Discussion in 'Special educational needs' started by AuntieL, Jan 10, 2016.

  1. AuntieL

    AuntieL New commenter

    I'm an ASN teacher and, although I've been teaching in mainstream secondary for many years, I'm really new to ASN and am looking for some advice.

    I'm currently working with a 14-year old boy who has an ASC diagnosis. Most of his classes are mainstream and he also has some in our ASN base. He's supported in all classes either by myself or a TA. Since october, we've all noticed that he seems to cower away from any staff member - like he's petrified of being touched. It makes it quite difficult to work with him - he doesn't sit on his chair properly (perches on the side furthest from staff), his writing is deteriorating because he doesn't hold his pencil properly etc. We all reinforce that we are not going to touch/ hurt him but it's increasingly more obvious. I've spoken to him about it and his response is to question why it bothers us so much (I've explained that it makes it more difficult for us to work with him). He is slightly better when we sit across from him, rather than next to him but this isn't always possible.

    I was wondering if anyone has any advice on how to make things easier for him. I've read about encroaching into personal space but I can't find anything about the opposite.

    Thanks in advance.
  2. blueskies31

    blueskies31 Occasional commenter

    From my experience you have to respect his needs for personal space. You could try doing some social stories with him but respecting his needs are paramount. Perhaps once he knows people better he may feel more comfortable?

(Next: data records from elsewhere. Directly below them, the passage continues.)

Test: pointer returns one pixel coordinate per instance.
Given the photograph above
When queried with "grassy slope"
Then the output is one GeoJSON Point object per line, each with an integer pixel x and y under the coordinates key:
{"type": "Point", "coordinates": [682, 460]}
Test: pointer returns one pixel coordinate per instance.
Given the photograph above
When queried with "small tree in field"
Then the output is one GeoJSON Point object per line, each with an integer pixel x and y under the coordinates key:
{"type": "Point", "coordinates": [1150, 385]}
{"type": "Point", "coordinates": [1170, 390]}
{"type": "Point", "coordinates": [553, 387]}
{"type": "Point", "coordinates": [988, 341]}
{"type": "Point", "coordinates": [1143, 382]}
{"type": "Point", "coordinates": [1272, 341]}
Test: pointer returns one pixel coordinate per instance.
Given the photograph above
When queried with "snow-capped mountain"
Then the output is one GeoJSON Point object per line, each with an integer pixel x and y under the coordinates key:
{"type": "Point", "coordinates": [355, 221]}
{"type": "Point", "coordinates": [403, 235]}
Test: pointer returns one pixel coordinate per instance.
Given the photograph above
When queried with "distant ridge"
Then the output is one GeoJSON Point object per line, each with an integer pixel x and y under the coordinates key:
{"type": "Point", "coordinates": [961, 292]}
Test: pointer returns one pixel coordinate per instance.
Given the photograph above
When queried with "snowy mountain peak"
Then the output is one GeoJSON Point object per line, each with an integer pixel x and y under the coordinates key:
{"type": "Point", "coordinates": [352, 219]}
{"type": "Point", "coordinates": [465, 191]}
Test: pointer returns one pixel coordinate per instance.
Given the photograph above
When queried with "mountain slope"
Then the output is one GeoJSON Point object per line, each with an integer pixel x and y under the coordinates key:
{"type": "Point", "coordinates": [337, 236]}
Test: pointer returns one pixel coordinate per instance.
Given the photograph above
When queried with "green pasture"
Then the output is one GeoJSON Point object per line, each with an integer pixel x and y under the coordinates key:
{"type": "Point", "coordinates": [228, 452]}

    I'm currently working with a y7 pupil with ASC. He has no friends and he doesn't want any. This week he told me he likes to be on his own so why does he need friends. I'm now trying to tackle it from a communication perspective I.e. when would you need to communicate with someone?
  3. AuntieL

    AuntieL New commenter

    Hi blueskies31,

    Thank you for your reply.

    He really only reacts like this with adults - he doesn't react the same when pupils are near him. We do all make a point of not being too close but I'm now wondering about whether to advise everyone not to mention it to him at all - effectively ignoring the behaviour. I think your point about him knowing people better is important - other than us being the staff who work with him, he really doesn't know anything about us. I'm also going to think about the need to communicate with others - it's definitely something to consider.